We are going to host a series of ‘Table Talks’ associated with the project, which will take the form of interactive workshops led by relevant scholars in the field of Romantic Studies, with an aim to explore new perspectives on Romantic aesthetics, Romantic engagement with nature, society, and childhood, as well as later representations of Romantics and Romanticism. These ‘Table Talks’ will be structured as informal workshops bringing together established academics with postgraduate students and early career scholars to discuss new methodologies in Romantic Studies.
They will be recorded and disseminated as podcasts, available on the project website and advertised through social media.
‘Table Talks’ will draw on Wayne Booth’s idea of ‘co-duction’, discussed in Maureen McLane’s 2007 essay ‘Romanticism; Or, Now’. Co-duction means leading through conversation with peers, fitting the collective and collaborative spirit of ‘The Romantic Ridiculous’.

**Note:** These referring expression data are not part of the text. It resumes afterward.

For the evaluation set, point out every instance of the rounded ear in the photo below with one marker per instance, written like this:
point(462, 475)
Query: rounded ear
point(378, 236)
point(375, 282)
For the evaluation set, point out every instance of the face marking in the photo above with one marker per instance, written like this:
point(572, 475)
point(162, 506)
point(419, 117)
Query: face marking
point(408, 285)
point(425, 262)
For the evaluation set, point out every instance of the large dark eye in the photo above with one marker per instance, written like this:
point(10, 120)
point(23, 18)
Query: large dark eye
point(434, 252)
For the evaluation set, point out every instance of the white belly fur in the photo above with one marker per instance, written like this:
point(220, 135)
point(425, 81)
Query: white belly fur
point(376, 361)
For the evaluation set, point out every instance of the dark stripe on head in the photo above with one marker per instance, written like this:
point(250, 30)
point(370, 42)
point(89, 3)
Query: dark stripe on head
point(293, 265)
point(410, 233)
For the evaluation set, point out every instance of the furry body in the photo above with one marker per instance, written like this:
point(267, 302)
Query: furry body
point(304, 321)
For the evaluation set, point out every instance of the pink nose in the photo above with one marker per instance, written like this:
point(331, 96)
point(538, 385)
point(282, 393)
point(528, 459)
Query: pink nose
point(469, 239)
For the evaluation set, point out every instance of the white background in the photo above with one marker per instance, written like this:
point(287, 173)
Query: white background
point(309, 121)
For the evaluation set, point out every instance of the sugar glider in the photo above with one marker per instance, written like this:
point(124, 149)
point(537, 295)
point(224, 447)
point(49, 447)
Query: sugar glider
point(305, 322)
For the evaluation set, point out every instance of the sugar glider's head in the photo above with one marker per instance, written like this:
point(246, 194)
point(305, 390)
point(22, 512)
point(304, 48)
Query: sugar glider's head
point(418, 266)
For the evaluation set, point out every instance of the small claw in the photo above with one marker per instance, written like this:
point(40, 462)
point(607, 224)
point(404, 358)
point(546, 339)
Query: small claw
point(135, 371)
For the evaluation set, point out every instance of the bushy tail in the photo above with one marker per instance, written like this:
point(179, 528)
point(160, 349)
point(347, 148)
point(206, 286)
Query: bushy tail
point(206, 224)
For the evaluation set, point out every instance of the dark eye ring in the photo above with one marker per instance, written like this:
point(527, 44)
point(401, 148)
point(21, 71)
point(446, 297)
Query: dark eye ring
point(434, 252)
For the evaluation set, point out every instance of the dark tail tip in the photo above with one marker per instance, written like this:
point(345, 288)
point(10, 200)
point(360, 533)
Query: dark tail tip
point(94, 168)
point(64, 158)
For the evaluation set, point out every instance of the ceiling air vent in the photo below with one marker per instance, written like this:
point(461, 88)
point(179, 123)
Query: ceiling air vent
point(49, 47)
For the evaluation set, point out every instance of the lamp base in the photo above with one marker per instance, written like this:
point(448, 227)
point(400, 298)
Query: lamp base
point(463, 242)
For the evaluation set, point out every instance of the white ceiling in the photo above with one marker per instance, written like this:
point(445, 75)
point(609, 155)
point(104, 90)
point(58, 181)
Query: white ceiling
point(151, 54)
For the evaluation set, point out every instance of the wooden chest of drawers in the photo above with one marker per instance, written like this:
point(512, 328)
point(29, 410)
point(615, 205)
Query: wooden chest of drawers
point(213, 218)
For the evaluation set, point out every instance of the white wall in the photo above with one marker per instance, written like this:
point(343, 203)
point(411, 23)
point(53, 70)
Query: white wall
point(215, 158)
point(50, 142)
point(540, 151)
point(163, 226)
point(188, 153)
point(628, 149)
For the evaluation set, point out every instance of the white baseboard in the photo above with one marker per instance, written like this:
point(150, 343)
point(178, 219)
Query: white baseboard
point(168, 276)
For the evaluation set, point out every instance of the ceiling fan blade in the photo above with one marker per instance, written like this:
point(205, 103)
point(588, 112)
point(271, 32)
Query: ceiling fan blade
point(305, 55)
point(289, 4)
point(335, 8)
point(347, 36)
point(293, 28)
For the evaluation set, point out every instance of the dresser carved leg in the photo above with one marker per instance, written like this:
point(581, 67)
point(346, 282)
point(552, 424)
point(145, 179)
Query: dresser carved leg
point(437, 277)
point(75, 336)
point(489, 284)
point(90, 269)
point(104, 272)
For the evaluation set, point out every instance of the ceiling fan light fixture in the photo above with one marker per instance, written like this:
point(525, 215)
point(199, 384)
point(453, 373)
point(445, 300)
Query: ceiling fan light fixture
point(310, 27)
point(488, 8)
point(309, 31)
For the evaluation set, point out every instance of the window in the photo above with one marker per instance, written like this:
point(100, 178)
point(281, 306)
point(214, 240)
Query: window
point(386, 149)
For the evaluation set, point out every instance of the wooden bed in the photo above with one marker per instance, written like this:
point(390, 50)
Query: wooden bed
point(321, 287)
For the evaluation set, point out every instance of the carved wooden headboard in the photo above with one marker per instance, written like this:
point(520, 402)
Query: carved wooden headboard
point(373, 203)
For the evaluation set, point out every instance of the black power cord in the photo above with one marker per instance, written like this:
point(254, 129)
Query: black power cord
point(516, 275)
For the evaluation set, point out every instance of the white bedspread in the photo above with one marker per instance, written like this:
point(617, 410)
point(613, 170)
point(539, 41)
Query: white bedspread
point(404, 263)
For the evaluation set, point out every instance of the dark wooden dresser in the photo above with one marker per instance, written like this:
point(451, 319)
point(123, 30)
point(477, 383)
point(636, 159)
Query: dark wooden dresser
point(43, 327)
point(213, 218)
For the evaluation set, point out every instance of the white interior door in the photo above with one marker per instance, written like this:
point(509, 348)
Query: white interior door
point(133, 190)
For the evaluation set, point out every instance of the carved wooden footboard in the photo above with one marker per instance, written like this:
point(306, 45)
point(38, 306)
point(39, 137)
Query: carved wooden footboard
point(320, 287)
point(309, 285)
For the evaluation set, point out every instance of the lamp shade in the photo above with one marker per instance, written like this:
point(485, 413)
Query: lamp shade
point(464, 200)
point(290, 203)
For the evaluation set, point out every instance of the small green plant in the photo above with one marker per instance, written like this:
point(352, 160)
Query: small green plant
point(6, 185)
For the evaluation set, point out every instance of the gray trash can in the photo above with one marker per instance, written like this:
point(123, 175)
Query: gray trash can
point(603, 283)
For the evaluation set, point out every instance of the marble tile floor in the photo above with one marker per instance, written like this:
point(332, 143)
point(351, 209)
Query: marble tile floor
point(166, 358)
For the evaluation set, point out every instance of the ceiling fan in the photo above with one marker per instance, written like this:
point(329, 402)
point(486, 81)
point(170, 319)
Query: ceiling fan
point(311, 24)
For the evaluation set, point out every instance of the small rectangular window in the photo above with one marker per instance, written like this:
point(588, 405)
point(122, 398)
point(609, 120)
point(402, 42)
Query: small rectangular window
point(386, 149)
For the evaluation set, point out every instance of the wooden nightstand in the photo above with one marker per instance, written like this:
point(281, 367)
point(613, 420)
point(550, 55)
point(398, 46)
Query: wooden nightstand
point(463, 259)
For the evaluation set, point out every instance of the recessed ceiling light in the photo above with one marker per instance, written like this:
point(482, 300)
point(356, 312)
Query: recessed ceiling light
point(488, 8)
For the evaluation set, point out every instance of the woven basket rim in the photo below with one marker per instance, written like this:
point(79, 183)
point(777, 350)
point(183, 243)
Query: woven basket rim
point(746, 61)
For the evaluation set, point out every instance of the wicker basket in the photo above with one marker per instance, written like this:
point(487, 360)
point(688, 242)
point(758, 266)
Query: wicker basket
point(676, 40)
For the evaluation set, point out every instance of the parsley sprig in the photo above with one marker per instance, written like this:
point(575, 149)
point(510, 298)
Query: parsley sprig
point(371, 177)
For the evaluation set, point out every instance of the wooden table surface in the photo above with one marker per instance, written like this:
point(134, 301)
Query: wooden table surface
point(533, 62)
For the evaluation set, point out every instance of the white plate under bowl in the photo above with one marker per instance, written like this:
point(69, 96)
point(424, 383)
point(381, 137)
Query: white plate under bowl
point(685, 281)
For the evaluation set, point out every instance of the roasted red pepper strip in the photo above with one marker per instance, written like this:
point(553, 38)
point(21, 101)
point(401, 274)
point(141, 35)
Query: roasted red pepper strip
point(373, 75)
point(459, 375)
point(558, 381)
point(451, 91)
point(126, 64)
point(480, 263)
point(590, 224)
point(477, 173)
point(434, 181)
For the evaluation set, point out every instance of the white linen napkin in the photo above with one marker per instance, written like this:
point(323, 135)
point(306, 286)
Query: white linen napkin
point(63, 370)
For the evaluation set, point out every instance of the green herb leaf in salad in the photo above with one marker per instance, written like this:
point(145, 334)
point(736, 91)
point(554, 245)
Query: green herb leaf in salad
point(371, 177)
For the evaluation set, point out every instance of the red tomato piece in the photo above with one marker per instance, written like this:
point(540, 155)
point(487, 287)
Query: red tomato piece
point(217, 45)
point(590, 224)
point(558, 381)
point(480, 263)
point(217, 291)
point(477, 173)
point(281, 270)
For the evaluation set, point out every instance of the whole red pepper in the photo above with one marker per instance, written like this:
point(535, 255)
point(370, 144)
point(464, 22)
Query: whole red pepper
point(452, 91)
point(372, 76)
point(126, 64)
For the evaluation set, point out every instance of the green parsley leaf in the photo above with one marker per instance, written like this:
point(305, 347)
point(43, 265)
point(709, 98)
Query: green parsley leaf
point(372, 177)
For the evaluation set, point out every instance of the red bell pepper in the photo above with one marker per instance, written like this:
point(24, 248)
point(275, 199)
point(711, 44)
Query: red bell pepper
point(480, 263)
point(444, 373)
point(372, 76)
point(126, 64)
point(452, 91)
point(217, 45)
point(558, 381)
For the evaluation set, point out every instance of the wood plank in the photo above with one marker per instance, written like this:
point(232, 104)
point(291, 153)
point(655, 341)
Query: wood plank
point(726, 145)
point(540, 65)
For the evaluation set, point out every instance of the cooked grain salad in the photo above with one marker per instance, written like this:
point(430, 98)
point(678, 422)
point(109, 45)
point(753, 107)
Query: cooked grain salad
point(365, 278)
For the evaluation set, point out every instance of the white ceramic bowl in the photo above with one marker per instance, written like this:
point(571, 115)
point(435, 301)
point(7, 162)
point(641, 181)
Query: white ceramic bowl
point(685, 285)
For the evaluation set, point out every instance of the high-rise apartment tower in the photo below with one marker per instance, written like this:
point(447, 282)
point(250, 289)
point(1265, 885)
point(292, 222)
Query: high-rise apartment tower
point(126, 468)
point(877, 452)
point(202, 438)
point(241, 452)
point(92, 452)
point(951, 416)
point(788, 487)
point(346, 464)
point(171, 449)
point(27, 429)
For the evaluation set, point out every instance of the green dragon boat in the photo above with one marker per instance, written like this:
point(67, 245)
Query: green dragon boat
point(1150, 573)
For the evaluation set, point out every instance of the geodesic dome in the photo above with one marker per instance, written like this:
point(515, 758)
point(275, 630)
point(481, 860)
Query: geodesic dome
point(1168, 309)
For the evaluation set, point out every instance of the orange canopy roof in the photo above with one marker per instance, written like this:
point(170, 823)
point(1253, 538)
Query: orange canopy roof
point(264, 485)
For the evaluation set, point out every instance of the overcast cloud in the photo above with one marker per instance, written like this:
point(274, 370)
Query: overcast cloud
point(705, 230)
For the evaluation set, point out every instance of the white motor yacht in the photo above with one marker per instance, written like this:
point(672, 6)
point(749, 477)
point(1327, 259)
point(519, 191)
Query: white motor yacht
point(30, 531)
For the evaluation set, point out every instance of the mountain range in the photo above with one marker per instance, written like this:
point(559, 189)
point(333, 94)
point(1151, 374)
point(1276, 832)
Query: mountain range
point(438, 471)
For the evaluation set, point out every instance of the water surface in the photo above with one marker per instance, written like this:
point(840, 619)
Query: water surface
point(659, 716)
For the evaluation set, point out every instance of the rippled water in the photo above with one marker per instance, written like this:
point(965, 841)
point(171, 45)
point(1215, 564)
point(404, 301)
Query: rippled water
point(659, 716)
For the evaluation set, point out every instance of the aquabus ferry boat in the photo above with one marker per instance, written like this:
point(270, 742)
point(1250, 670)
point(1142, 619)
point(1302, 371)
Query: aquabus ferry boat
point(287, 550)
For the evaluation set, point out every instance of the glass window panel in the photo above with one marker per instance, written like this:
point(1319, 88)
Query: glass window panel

We will host 4 ‘Table Talks’ to take place over the course of the fellowship at Edge Hill, focusing on the following areas:
1) New approaches to Romanticism and the natural world
This ‘Table Talk’ will focus on how Romantic writers represented the natural world as ridiculous and include readings from Coleridge’s notebooks, letters, and poetry in conversation with selections from Dr Elizabeth Edwards (CAWCS/Centre for Advanced Welsh & Celtic Studies).
2) New approaches to Romanticism and the social world
This ‘Table Talk’ will focus on ridiculous representation of Romantic-period society and include selections from Hazlitt, Lamb, Peacock, Austen, and Coleridge in conversation with selections from Dr Felicity James (University of Leicester).
3) New approaches to Romantic legacies
This ‘Table Talk’ will focus on Romantic period and later satire/caricature, especially of childhood and in children’s literature, and include selections from Romantic-period and contemporary children’s literature sourced from Newcastle’s 7 Stories collection and co-presented with Lucy Pearson (Newcastle University).
4) New approaches to teaching Romanticism
This ‘Table Talk’ will draw on the collaborative work undertaken by the principal investigator and the postdoctoral researcher both in terms of Romanticism and children’s literature, as well as the project’s Impact activities, to explore alternative approaches to teaching Romantic-period writing, with the workshop open to secondary school teachers and including presentations from teachers involved in the Impact activities.
These ‘Table Talks’ will also be used as markers for the progress of the research project – opportunities to present work-in-progress to a mixture of established academics, early career academics, as well as secondary school teachers as well as stakeholders in cultural heritage organizations.